Most notably, high-density development is verboten. Residential development is limited to one home per 5 acres and must be served by water wells and septic tanks.
Therein lies the biggest rub of the Taylor Morrison plan. It calls for roughly one home per gross acre and it plans to pipe county water and sewer service to the neighborhood.
“You look at that and you think one house per acre and that’s not too awfully bad,” said Newsome, “but by the time they back out the amount of acreage for roadways and the amount of property for retention ponds, you end up with a whole lot of houses on sort of postage stamp lots.”
Through a publicist, Taylor Morrison declined to comment to the Tampa Bay Times on residents’ concerns, saying it was premature to discuss details of the project.
There also has been no communication with neighbors. They said they found out about Taylor Morrison’s plan when they started asking questions after survey stakes went up on the land.
“This is an atrocity. We had no warning whatsoever,” said John Doble, 82, who’s lived on McGlamery Road for more than 30 years.
“Blindsided,” said Holton.
Taylor Morrison closed on the land in December, acquiring 209 acres from Double Screen Associates LLP in an $11.75 million transaction. The managers of Double Screen are grandchildren of Austin Davis, whose name adorns the public library branch serving Keystone. Davis, who died in 1992, was one of the founders of the Winn-Dixie grocery store chain.
Double Screen also sold 250 acres of pasture and wetlands to Hillsborough County through its environmental lands program for $6.6 million in 2020. That’s another issue, said Doble: why put high-density housing next to a preserve?
Residents cite increased traffic, light pollution, stresses on public safety and environmental degradation among their concerns.
The Keystone Civic Association also objected to the development because it contradicts the community plan.
So, how exactly did a homebuilder get permission for a fivefold increase in allowable housing density in a protected rural area?
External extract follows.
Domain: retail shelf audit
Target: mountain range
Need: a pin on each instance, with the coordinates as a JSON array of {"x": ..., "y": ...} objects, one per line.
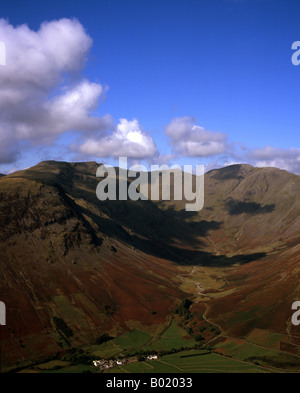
[{"x": 73, "y": 268}]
What Holton and others discovered is this: History is not on their side.
The county approved zoning the land for one home per gross acre in the early 1990s, 10 years before the community plan went into effect. The property’s proposed housing density is permissible because it received grandfather status, exempting it from the community plan’s development standards.
Holton, who also goes by her married name of Jeannie Carufel, is no stranger to speaking her mind. A Sunday afternoon disc jockey on community radio station WMNF 88.5-FM, she was involved in civic causes while serving as president of the Historic Hyde Park Neighborhood Association for five years. She had lived in Keystone previously and moved back in 2006.
“I refuse to believe there’s nothing we can do about it,” Holton said. “But the way things are going, I could be wrong.”